The media portrays the word addiction as a terrible thing, and it no doubt can be one, in certain circumstances. Drugs and alcohol are the main things people associate the word addiction with, which are obviously two of the worst possible forms of it; however, there are many other addictions that aren’t life- threatening.
Caffeine, though being categorized as a drug, is not a serious health problem. Experts do not consider this addiction consequential, even when consumption of the “drug” has been seen to cause hallucinations and people who go without face major withdrawal symptoms. Sophomore Kaelin Elsner stated, “When I go like a week drinking caffeine every day and then go a day without it I become very irritable and sometimes get headaches.”

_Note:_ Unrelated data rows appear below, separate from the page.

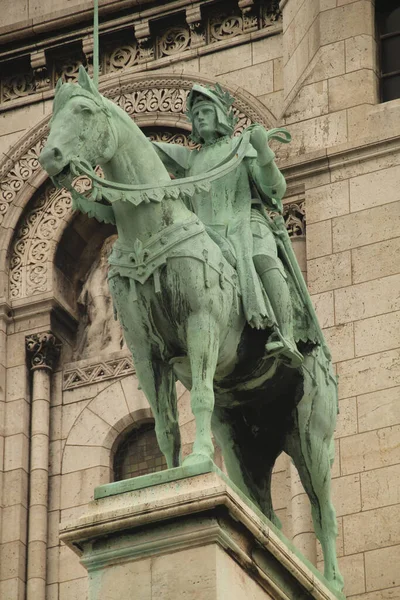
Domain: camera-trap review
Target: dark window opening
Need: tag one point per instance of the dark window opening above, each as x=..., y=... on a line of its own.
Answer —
x=138, y=454
x=388, y=25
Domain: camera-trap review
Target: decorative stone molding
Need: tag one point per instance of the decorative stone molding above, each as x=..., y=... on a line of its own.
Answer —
x=154, y=39
x=43, y=350
x=95, y=372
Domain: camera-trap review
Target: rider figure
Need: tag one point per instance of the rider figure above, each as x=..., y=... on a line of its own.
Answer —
x=234, y=210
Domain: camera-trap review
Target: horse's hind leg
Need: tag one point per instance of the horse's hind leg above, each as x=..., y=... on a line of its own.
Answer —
x=310, y=446
x=203, y=348
x=156, y=377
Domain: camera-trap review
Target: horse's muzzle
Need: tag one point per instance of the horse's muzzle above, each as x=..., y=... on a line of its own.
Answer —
x=52, y=160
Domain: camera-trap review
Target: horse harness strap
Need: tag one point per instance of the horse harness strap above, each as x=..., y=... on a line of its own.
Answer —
x=143, y=260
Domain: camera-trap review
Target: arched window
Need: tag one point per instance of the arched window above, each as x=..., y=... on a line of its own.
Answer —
x=388, y=25
x=138, y=454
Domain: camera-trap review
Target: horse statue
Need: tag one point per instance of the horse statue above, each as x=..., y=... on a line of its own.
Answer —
x=178, y=300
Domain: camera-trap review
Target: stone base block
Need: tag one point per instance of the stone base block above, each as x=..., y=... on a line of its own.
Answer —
x=186, y=533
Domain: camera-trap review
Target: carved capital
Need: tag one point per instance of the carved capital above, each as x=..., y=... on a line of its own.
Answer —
x=42, y=350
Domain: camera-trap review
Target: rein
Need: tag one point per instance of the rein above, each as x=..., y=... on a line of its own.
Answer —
x=111, y=192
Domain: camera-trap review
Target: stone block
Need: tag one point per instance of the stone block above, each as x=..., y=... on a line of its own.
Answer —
x=365, y=227
x=369, y=373
x=377, y=122
x=370, y=450
x=267, y=49
x=278, y=74
x=346, y=494
x=258, y=78
x=352, y=569
x=340, y=340
x=377, y=334
x=311, y=101
x=375, y=260
x=77, y=488
x=53, y=563
x=17, y=415
x=76, y=589
x=90, y=430
x=135, y=398
x=360, y=53
x=328, y=62
x=12, y=560
x=382, y=569
x=80, y=457
x=16, y=452
x=70, y=413
x=372, y=529
x=375, y=188
x=347, y=21
x=12, y=589
x=70, y=567
x=327, y=201
x=380, y=487
x=295, y=65
x=17, y=383
x=273, y=102
x=14, y=524
x=347, y=418
x=367, y=299
x=319, y=239
x=232, y=59
x=321, y=132
x=352, y=89
x=329, y=272
x=53, y=528
x=15, y=484
x=111, y=406
x=378, y=409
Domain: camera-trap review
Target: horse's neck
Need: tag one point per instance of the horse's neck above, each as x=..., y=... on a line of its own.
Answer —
x=136, y=161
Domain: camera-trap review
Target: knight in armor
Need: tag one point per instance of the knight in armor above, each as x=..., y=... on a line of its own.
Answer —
x=234, y=211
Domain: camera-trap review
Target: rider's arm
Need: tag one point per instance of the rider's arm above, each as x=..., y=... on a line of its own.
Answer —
x=268, y=179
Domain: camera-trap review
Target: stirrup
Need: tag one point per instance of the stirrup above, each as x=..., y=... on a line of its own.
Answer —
x=279, y=347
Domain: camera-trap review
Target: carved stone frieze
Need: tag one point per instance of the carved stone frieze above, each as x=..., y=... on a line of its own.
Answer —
x=213, y=26
x=96, y=372
x=42, y=350
x=32, y=248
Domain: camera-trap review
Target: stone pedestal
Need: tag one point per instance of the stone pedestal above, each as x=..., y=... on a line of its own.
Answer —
x=186, y=533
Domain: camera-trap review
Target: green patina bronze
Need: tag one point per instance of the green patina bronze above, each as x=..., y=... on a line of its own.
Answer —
x=208, y=291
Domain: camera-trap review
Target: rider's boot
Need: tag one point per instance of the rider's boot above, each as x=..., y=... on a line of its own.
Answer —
x=281, y=342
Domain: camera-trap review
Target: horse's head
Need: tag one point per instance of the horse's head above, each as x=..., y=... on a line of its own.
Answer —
x=81, y=127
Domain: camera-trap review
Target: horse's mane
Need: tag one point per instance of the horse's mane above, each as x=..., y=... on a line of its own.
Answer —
x=66, y=91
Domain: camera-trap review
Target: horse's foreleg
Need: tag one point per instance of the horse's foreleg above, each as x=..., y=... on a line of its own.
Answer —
x=203, y=347
x=158, y=384
x=310, y=446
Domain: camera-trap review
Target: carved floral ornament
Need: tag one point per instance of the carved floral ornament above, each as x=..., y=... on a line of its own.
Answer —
x=158, y=103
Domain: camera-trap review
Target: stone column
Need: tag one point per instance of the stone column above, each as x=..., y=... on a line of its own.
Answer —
x=42, y=353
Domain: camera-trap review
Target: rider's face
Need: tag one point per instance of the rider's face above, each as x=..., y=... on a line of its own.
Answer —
x=205, y=121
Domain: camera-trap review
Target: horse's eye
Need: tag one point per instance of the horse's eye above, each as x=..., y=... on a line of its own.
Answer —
x=84, y=109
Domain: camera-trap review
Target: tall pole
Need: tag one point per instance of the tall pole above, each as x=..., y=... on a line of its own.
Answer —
x=96, y=44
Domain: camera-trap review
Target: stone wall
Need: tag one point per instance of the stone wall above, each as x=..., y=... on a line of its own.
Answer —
x=317, y=75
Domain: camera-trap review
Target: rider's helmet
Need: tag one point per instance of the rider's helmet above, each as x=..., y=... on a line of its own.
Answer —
x=220, y=100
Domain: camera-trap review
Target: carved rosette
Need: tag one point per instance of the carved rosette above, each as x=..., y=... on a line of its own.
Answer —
x=42, y=350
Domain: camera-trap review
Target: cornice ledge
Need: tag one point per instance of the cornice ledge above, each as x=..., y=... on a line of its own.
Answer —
x=336, y=157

The reason for caffeine not being a serious addiction is the high amount of positive impacts it has on consumers – for example, an increased sense of alertness and wakefulness, which is sometimes vital for people who lack in sleep, or in general just need an extra push.
It was found that addictions usually begin when people are under the age of 18, and develop more into their adult years. Which means that high school is the main time people get introduced to their addictions. Caffeine is known to give people extra energy. Ranging from just needing a little push to get to school in the morning to bouncing off the walls and staying up all night with your friends on the weekends.
“I usually don’t go out of my way to drink caffeine, I just like the taste of soda and energy drinks,” added Elsner. On an Instagram poll with around 200 votes, it is shown that 58 percent of people use coffee as their source of caffeine; however, younger adults and high schoolers seem to turn more toward soda.
Whatever the source of caffeine, it’s up to each person to weigh the immediate benefits with the potential side effects.